+ -

عن أُمِّ عَطِيَّةَ رَضي الله عنها، وكَانَتْ بايَعَت النبيَّ صلى الله عليه وسلم، قالت:
كُنَّا لا نَعُدّ الكُدرَةَ والصُّفْرَةَ بعدَ الطُّهرِ شيئًا.

[صحيح] - [رواه أبو داود بهذا اللفظ، ورواه البخاري بدون زيادة (بعد الطهر)] - [سنن أبي داود: 307]
المزيــد ...

Ummu 'Aṭiyyah -raḍiyallāhu 'anhā- meriwayatkan, ia termasuk yang telah berbaiat kepada Nabi ﷺ, ia berkata,
"Dahulu kami tidak menganggap cairan keruh dan kekuning-kuningan (yang keluar) ‎setelah masa suci sebagai haid."

[Sahih] - [HR. Abu Daud dengan lafaz ini. Diriwayatkan oleh Bukhair tanpa tambahan "setelah suci"] - [Sunan Abu Daud - 307]

Uraian

Sahabat wanita Ummu 'Aṭiyyah -raḍiyallāhu 'anhā- mengabarkan bahwa para wanita di masa Nabi ﷺ tidak menganggap cairan yang keluar dari kemaluan -warnanya cenderung kehitaman atau kekuningan- setelah suci dari haid sebagai haid, sehingga mereka tidak meninggalkan salat maupun puasa dengan alasan itu.
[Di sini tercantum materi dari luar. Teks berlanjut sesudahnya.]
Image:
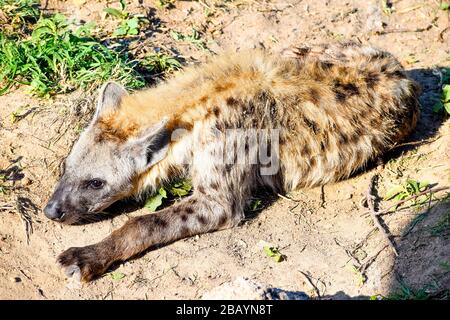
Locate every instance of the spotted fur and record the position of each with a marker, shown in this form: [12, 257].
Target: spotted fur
[336, 107]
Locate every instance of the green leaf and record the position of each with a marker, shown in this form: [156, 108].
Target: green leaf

Terjemahan: Inggris Urdu Spanyol Uyghur Bengali Prancis Turki Rusia Bosnia Sinhala Indian China Persia Orang Vietnam Tagalog Kurdi Hausa Portugis Malayalam Telugu Swahili Thai Postho Assam Swedia Amhar Belanda Gujarat Kirgiz Nepal Yoruba Lituania Bahasa Dari Serbia Somalia Kinyarwanda Romania Cekoslowakia Malagasi Oromo Kannada
Tampilkan Terjemahan

Faidah dari Hadis

  1. 1- Cairan yang keluar dari kemaluan perempuan -setelah suci dari haid- tidak dianggap sebagai haid, walaupun mengandung warna keruh dan kuning yang dihasilkan dari darah.
  2. 2- Keluarnya cairan keruh dan kuning di saat haid dan pada masa haid terhitung sebagai haid, karena merupakan darah pada waktunya, tetapi ia bercampur air.
  3. 3- Perempuan tidak meninggalkan salat maupun puasa dengan alasan cairan keruh dan kuning yang keluar setelah suci, tetapi ia tetap berwudu dan mengerjakan salat.